第12話 今昔聖

文字数 3,338文字

 その夢の中では白い羽織袴姿の女性が日本刀を構えている。流星刀だ。どんな魔物でも祓うことのできる伝説の刀。
 女性の白く整った顔は冷たく表情に乏しい。だが全身からは凄まじい闘気が立ちのぼり、その艶やかな黒髪もゆらゆらと上へ上へと揺れている。
 その刀で自分も殺されてしまうかもしれないのに不思議と恐怖はない。むしろそれを期待している。
 これで三度目だ。それにしても何故この夢をまた見るようになったのか?
 スズケンは何かの兆しではないかと思った。
 一番初めに見たときはまだ元号が大正だった頃。そしてムーアが現れた。彼は美術商で、ある刀を探しており、古い文献に当たっているうちに鈴木家にたどり着いたらしい。
 十七世紀に魔物祓いに使われた『流星刀』、鈴木家の先祖は刀鍛冶でその刀を造った。当主は何も知らなかった。だが、吸血鬼であるスズケンを匿っているような感じになっているため、ムーアを警戒していた。屋敷に出入りさせて家に伝わる古い文献を見せても大丈夫だろうかと、スズケンに相談があった。
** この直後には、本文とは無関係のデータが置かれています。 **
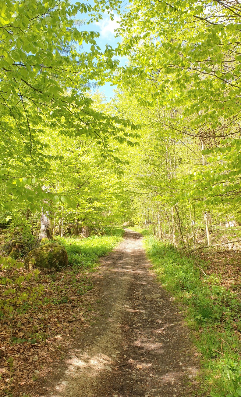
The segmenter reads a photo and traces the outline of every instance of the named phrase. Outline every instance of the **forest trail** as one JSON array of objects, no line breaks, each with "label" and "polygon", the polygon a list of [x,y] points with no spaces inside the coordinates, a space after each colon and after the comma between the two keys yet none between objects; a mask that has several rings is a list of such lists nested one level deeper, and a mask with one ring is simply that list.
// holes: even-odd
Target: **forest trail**
[{"label": "forest trail", "polygon": [[64,364],[54,366],[42,395],[197,395],[198,357],[178,305],[149,270],[142,239],[126,230],[101,260],[91,293],[100,301],[96,323],[82,329]]}]

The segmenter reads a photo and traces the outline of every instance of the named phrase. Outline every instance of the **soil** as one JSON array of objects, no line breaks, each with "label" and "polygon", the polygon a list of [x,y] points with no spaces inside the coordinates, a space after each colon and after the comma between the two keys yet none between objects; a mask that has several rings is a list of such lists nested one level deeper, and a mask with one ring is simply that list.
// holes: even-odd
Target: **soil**
[{"label": "soil", "polygon": [[65,360],[34,382],[33,395],[197,395],[199,358],[180,307],[150,268],[142,238],[126,230],[118,248],[102,259],[89,293],[98,308],[94,322],[75,322],[80,329]]}]

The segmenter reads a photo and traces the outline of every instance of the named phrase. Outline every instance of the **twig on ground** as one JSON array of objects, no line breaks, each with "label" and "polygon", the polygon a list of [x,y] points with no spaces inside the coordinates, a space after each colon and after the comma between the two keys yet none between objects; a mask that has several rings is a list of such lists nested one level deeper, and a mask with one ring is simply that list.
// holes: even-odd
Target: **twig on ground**
[{"label": "twig on ground", "polygon": [[69,320],[69,322],[73,322],[73,321],[78,321],[79,320],[81,320],[81,321],[84,321],[84,317],[77,317],[77,318],[73,318],[72,320]]},{"label": "twig on ground", "polygon": [[221,338],[221,340],[222,341],[222,342],[224,342],[225,343],[227,343],[227,345],[228,345],[229,346],[230,346],[230,347],[231,347],[232,349],[233,349],[234,350],[235,350],[236,351],[238,352],[239,351],[237,349],[235,349],[235,347],[233,347],[233,346],[231,346],[231,345],[230,345],[229,343],[228,343],[228,342],[226,342],[226,341],[225,341],[224,339],[223,339],[222,338]]},{"label": "twig on ground", "polygon": [[204,270],[203,270],[203,268],[202,267],[202,266],[200,266],[200,265],[199,264],[199,263],[198,263],[198,262],[197,262],[197,261],[196,260],[195,260],[195,259],[194,259],[194,262],[195,262],[195,263],[197,265],[197,266],[198,266],[198,267],[199,267],[199,269],[200,269],[200,270],[201,270],[201,271],[202,271],[202,272],[203,272],[203,274],[204,274],[204,275],[205,275],[205,276],[206,276],[206,277],[207,277],[207,274],[206,274],[206,273],[205,273],[205,272],[204,271]]},{"label": "twig on ground", "polygon": [[213,244],[212,245],[204,245],[203,247],[198,247],[198,248],[195,248],[192,250],[192,252],[197,251],[198,250],[203,249],[203,248],[211,248],[212,247],[216,247],[218,245],[223,245],[226,244],[231,244],[233,243],[241,243],[241,240],[235,240],[234,241],[227,241],[227,243],[220,243],[218,244]]},{"label": "twig on ground", "polygon": [[[224,353],[221,353],[221,352],[220,351],[218,351],[218,350],[216,350],[216,349],[212,349],[212,350],[214,350],[214,351],[216,351],[218,353],[219,353],[220,354],[222,354],[223,356],[225,356],[225,355],[224,354]],[[231,358],[232,360],[234,360],[236,361],[237,361],[237,358],[234,358],[233,357],[230,357],[230,358]]]}]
 刀の夢を見ていたので、それは仏の導きではないかとスズケンはムーアの申し出を受けるようにと当主に伝えた。当主はスズケンがそう言うならと申し出を受けた。
 そのうち当主がまたスズケンのところに相談にやって来た。外国人のムーアが日本語の文献を読み解くのは難しく、当主の娘が手助けをしていたのだが、どうも二人が恋仲になってしまったらしく、許していいものかという内容だった。まだ国際結婚など非常に珍しかった時代だ。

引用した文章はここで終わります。